Or how Helen Mirren, formerly a feisty republican, sold out for the Queen’s jewellery. words Eamon McCann

Eamonn McCann, 27 Mar 2007

It was the announcement that a date has been set for Helen Mirren to take tea with the Queen which caused my anxiety levels to rise. Will Tony Blair soon be claiming to have seen Mousey? If he does, I’ll smell a rat.

Me, I once saw Mousey Brady run through Jackie Milburn’s legs with the ball. You wouldn’t want a footballing memory like that stolen by a gouger like Blair.

The possibility of Blair robbing my memory of Mousey first stirred when Blair – or, rather, his Official Spokesman, whom journalists are not allowed to name – made a grab for the glory of Ms. Mirren’s Oscar victory a month back. “It took a very special actress to take on a role of this kind, and to do so to universal acclaim,” Tom Kelly intoned. The Prime Minister, he solemnly announced, had considered the Oscar “richly deserved”.
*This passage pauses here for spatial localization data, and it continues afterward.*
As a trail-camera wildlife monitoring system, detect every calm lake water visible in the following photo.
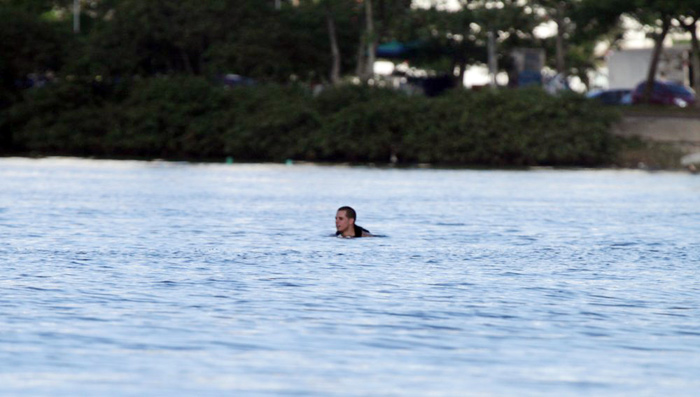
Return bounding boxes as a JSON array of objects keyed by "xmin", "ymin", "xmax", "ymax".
[{"xmin": 1, "ymin": 157, "xmax": 700, "ymax": 396}]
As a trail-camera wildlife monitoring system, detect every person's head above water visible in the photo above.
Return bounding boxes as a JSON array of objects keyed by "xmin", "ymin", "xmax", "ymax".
[
  {"xmin": 337, "ymin": 206, "xmax": 356, "ymax": 221},
  {"xmin": 335, "ymin": 206, "xmax": 371, "ymax": 238},
  {"xmin": 335, "ymin": 206, "xmax": 356, "ymax": 235}
]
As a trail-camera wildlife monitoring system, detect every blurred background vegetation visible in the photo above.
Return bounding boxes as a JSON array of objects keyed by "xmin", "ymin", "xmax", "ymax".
[{"xmin": 0, "ymin": 0, "xmax": 690, "ymax": 166}]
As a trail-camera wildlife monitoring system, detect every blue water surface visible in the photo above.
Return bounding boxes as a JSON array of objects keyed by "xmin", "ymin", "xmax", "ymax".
[{"xmin": 1, "ymin": 157, "xmax": 699, "ymax": 396}]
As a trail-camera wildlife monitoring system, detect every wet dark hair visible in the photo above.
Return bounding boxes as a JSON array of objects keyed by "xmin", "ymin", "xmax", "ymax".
[{"xmin": 337, "ymin": 206, "xmax": 356, "ymax": 220}]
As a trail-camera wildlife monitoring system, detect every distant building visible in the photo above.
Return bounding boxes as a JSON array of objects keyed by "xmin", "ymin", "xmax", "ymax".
[
  {"xmin": 606, "ymin": 47, "xmax": 690, "ymax": 90},
  {"xmin": 510, "ymin": 48, "xmax": 545, "ymax": 87},
  {"xmin": 600, "ymin": 16, "xmax": 694, "ymax": 90}
]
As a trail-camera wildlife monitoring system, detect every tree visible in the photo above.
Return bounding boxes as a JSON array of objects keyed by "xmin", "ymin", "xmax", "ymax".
[
  {"xmin": 676, "ymin": 0, "xmax": 700, "ymax": 107},
  {"xmin": 72, "ymin": 0, "xmax": 363, "ymax": 83},
  {"xmin": 525, "ymin": 0, "xmax": 629, "ymax": 88},
  {"xmin": 393, "ymin": 1, "xmax": 538, "ymax": 87},
  {"xmin": 626, "ymin": 0, "xmax": 684, "ymax": 103},
  {"xmin": 0, "ymin": 0, "xmax": 67, "ymax": 14},
  {"xmin": 470, "ymin": 1, "xmax": 540, "ymax": 86},
  {"xmin": 78, "ymin": 0, "xmax": 233, "ymax": 77},
  {"xmin": 0, "ymin": 5, "xmax": 68, "ymax": 151},
  {"xmin": 0, "ymin": 6, "xmax": 67, "ymax": 102},
  {"xmin": 355, "ymin": 0, "xmax": 377, "ymax": 81},
  {"xmin": 323, "ymin": 0, "xmax": 342, "ymax": 84},
  {"xmin": 529, "ymin": 0, "xmax": 572, "ymax": 76},
  {"xmin": 310, "ymin": 0, "xmax": 363, "ymax": 85}
]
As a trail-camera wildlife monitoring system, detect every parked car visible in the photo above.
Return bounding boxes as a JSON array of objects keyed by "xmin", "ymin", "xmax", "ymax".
[
  {"xmin": 586, "ymin": 89, "xmax": 632, "ymax": 105},
  {"xmin": 220, "ymin": 73, "xmax": 255, "ymax": 87},
  {"xmin": 631, "ymin": 80, "xmax": 695, "ymax": 107}
]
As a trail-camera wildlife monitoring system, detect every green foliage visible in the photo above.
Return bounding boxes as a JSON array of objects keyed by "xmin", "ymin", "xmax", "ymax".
[
  {"xmin": 0, "ymin": 0, "xmax": 638, "ymax": 94},
  {"xmin": 616, "ymin": 136, "xmax": 683, "ymax": 169},
  {"xmin": 67, "ymin": 0, "xmax": 361, "ymax": 84},
  {"xmin": 7, "ymin": 78, "xmax": 620, "ymax": 166},
  {"xmin": 0, "ymin": 0, "xmax": 65, "ymax": 15},
  {"xmin": 0, "ymin": 5, "xmax": 69, "ymax": 151},
  {"xmin": 317, "ymin": 89, "xmax": 428, "ymax": 162},
  {"xmin": 313, "ymin": 84, "xmax": 401, "ymax": 115},
  {"xmin": 113, "ymin": 76, "xmax": 231, "ymax": 158},
  {"xmin": 401, "ymin": 88, "xmax": 619, "ymax": 166},
  {"xmin": 10, "ymin": 78, "xmax": 120, "ymax": 155},
  {"xmin": 222, "ymin": 84, "xmax": 320, "ymax": 161},
  {"xmin": 0, "ymin": 7, "xmax": 67, "ymax": 87}
]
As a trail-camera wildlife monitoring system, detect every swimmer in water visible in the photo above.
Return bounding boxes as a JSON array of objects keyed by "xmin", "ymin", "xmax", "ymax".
[{"xmin": 335, "ymin": 206, "xmax": 372, "ymax": 238}]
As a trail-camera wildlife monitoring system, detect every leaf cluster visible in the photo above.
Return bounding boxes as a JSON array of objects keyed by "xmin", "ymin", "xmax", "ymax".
[{"xmin": 7, "ymin": 78, "xmax": 620, "ymax": 167}]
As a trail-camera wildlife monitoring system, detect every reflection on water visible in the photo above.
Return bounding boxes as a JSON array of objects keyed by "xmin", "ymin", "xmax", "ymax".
[{"xmin": 1, "ymin": 157, "xmax": 700, "ymax": 396}]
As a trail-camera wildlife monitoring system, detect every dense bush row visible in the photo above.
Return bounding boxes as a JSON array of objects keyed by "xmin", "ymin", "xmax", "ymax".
[{"xmin": 3, "ymin": 77, "xmax": 620, "ymax": 167}]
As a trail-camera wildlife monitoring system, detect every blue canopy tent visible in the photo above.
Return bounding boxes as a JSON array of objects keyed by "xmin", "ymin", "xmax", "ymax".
[
  {"xmin": 375, "ymin": 40, "xmax": 455, "ymax": 96},
  {"xmin": 375, "ymin": 41, "xmax": 422, "ymax": 58}
]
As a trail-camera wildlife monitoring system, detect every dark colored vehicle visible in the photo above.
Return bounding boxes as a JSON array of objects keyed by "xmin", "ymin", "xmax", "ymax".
[
  {"xmin": 220, "ymin": 73, "xmax": 255, "ymax": 87},
  {"xmin": 586, "ymin": 89, "xmax": 632, "ymax": 105},
  {"xmin": 631, "ymin": 80, "xmax": 695, "ymax": 107}
]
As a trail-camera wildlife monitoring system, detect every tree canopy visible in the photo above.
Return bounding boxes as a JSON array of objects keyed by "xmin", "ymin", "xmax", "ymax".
[{"xmin": 0, "ymin": 0, "xmax": 694, "ymax": 92}]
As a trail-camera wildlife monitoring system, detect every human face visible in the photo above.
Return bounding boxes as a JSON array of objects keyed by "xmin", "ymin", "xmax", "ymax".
[{"xmin": 335, "ymin": 210, "xmax": 354, "ymax": 234}]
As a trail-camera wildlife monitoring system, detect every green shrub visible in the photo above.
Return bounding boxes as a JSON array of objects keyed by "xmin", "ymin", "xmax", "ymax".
[
  {"xmin": 222, "ymin": 84, "xmax": 320, "ymax": 161},
  {"xmin": 411, "ymin": 88, "xmax": 620, "ymax": 166},
  {"xmin": 113, "ymin": 76, "xmax": 231, "ymax": 159},
  {"xmin": 8, "ymin": 78, "xmax": 620, "ymax": 167},
  {"xmin": 313, "ymin": 84, "xmax": 403, "ymax": 115},
  {"xmin": 315, "ymin": 91, "xmax": 430, "ymax": 162},
  {"xmin": 11, "ymin": 78, "xmax": 119, "ymax": 155}
]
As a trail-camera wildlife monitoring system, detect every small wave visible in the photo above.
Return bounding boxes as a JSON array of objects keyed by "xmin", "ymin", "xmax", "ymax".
[
  {"xmin": 361, "ymin": 339, "xmax": 414, "ymax": 350},
  {"xmin": 329, "ymin": 234, "xmax": 389, "ymax": 238},
  {"xmin": 579, "ymin": 311, "xmax": 609, "ymax": 319},
  {"xmin": 609, "ymin": 242, "xmax": 639, "ymax": 248},
  {"xmin": 274, "ymin": 282, "xmax": 305, "ymax": 287},
  {"xmin": 590, "ymin": 302, "xmax": 647, "ymax": 308},
  {"xmin": 25, "ymin": 286, "xmax": 62, "ymax": 292},
  {"xmin": 429, "ymin": 282, "xmax": 475, "ymax": 287},
  {"xmin": 208, "ymin": 341, "xmax": 269, "ymax": 351},
  {"xmin": 617, "ymin": 345, "xmax": 683, "ymax": 352},
  {"xmin": 475, "ymin": 311, "xmax": 519, "ymax": 320},
  {"xmin": 581, "ymin": 331, "xmax": 610, "ymax": 337},
  {"xmin": 675, "ymin": 330, "xmax": 700, "ymax": 336},
  {"xmin": 73, "ymin": 316, "xmax": 110, "ymax": 322}
]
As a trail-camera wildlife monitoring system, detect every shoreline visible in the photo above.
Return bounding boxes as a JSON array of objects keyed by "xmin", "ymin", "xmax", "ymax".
[
  {"xmin": 613, "ymin": 115, "xmax": 700, "ymax": 170},
  {"xmin": 5, "ymin": 109, "xmax": 698, "ymax": 172},
  {"xmin": 2, "ymin": 154, "xmax": 694, "ymax": 173}
]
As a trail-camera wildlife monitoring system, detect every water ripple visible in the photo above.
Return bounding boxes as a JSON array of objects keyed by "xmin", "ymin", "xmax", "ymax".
[{"xmin": 2, "ymin": 159, "xmax": 700, "ymax": 396}]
He’d taken time out from his busy schedule murdering Muslims to see the film, then, had he? Well, no, Kelly admitted. Not seen it. “Not as such”. But he had heard about it.

What had he heard about Michael Sheen’s performance, one mischievous hack wondered? But Kelly the Boy from Cultra – a devious cove, used to work in Belfast – believed he had spotted a trick question. The PM may not actually have seen the movie, he sniffed, but he was certainly aware that Michael Sheen wasn’t in it.

Mr. Sheen was, of course, much the best thing in the slurpy piece of bumsucking toadyism, turning in a perfectly creepy performance as the unctuous Blair.

The exchange recalled a 1997 Football Focus interview in which Blair spoke of his life-long infatuation with the game, mad eyes misting up as he fondly recalled that his “teenage hero” had been Newcastle United’s Jackie Milburn, whom he would regularly “watch from the seats behind the goal” at St James’s Park.

Milburn played his last game for Newcastle in 1957, when Blair was four years old. There were no seats behind either goal at St. James’s Park.

Plonker.

One of the multiple differences between myself and Blair is that I did see Jackie Milburn play. It was the glowing twilight of his career, admittedly, during his stint as player-manager with Linfield. And thus it was that I was perfectly positioned in the Brandywell when Mousey ran through his legs with the ball.